Burlington, Massachusetts - Making crash-test dummies has become quicker and more efficient with the use of 3D printing technology from 3D printing company Z Corp.
Crash-test dummies, which use moulded urethane parts, are high-tech testing devices with a variety of physical and electronic permutations to satisfy the unique needs of each customers, whether auto maker, airline, space agency or military branch, according to Burlington, Massachusetts-headquartered Z Corp.
There is persistent demand for sophisticated new products and features for these anthropomorphic test devices (ATDs), Z Corp. said in a 9 Aug press release.
Humanetics Innovative Solutions of Huron, Ohio, said Z Corp.'s 3D printing technology allows it to benefit from both time- and cost-savings.
"ZPrinting lets us make new parts for the client in a day and a half instead of the week or more it takes when we need to machine new steel or aluminium moulds," said Humanetics Project Engineer Kris Sullenberger.

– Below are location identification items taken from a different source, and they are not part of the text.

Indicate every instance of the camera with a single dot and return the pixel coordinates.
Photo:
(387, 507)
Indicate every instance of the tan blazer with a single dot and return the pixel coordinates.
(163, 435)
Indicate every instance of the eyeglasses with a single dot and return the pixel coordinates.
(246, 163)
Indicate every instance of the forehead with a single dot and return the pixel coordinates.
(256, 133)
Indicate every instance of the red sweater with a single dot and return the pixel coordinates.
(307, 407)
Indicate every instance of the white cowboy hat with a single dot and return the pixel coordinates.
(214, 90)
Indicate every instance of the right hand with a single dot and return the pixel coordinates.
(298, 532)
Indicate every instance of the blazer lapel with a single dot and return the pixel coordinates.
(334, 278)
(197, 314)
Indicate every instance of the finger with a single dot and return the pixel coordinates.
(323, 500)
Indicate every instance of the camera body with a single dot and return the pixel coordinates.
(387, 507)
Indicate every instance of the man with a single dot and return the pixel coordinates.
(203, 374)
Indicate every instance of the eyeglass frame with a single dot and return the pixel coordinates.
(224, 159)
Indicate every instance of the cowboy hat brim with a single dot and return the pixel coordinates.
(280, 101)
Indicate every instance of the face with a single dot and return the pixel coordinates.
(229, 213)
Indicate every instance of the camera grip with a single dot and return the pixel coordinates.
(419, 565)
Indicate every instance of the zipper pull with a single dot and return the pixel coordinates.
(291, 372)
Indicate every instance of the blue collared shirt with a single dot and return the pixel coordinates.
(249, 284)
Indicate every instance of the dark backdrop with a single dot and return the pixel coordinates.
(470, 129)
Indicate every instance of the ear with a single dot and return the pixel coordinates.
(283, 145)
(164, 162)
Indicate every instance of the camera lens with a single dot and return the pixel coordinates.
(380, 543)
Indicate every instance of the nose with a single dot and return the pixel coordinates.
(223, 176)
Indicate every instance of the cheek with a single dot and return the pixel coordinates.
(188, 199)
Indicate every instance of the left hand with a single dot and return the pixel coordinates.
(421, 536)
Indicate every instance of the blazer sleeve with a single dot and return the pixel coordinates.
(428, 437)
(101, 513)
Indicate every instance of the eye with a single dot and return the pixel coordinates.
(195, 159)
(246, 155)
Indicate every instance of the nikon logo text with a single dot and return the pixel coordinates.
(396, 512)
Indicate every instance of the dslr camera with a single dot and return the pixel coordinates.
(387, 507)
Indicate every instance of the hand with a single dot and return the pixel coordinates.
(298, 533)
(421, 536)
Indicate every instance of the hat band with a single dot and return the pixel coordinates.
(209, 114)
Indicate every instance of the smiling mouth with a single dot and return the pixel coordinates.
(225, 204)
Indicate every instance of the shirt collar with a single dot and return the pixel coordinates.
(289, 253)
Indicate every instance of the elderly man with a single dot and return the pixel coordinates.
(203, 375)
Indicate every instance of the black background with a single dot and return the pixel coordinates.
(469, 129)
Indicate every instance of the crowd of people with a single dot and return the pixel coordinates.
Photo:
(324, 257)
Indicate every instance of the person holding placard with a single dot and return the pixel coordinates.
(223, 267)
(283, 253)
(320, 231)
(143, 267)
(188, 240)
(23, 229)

He noted, "It's also probably a 10-to-one cost savings in materials and machine work, meaning we save hundreds of dollars each time."
A 3D printer produces physical models from computer-aided designs much as document printers print business letters from word-processing files.
Sullenberger's team purchased its ZPrinter four years ago to execute an urgent project for the US Department of Defence during the second Iraq war. The client needed a sophisticated head model to test a new generation of goggles and face shields. The head model consisted of a dozen segments representing facial bones, each having impact data collection sensors.
Sullenberger's team "ZPrinted" patterns and mould boxes, quickly created silicon moulds, and then heat-poured the urethane parts.
"From start to finish, the whole product - design, building, testing and shipping - took six months. It would have taken three months of machine time alone to make aluminium moulds. And revisions would have been a nightmare. Instead, we just reprinted and repoured anytime we needed a change," Sullenberger said.
Today, Humanetics is printing about 200 parts a year, often multiple parts per build. At peak, Sullenberger's team runs the ZPrinter around the clock for three weeks on end.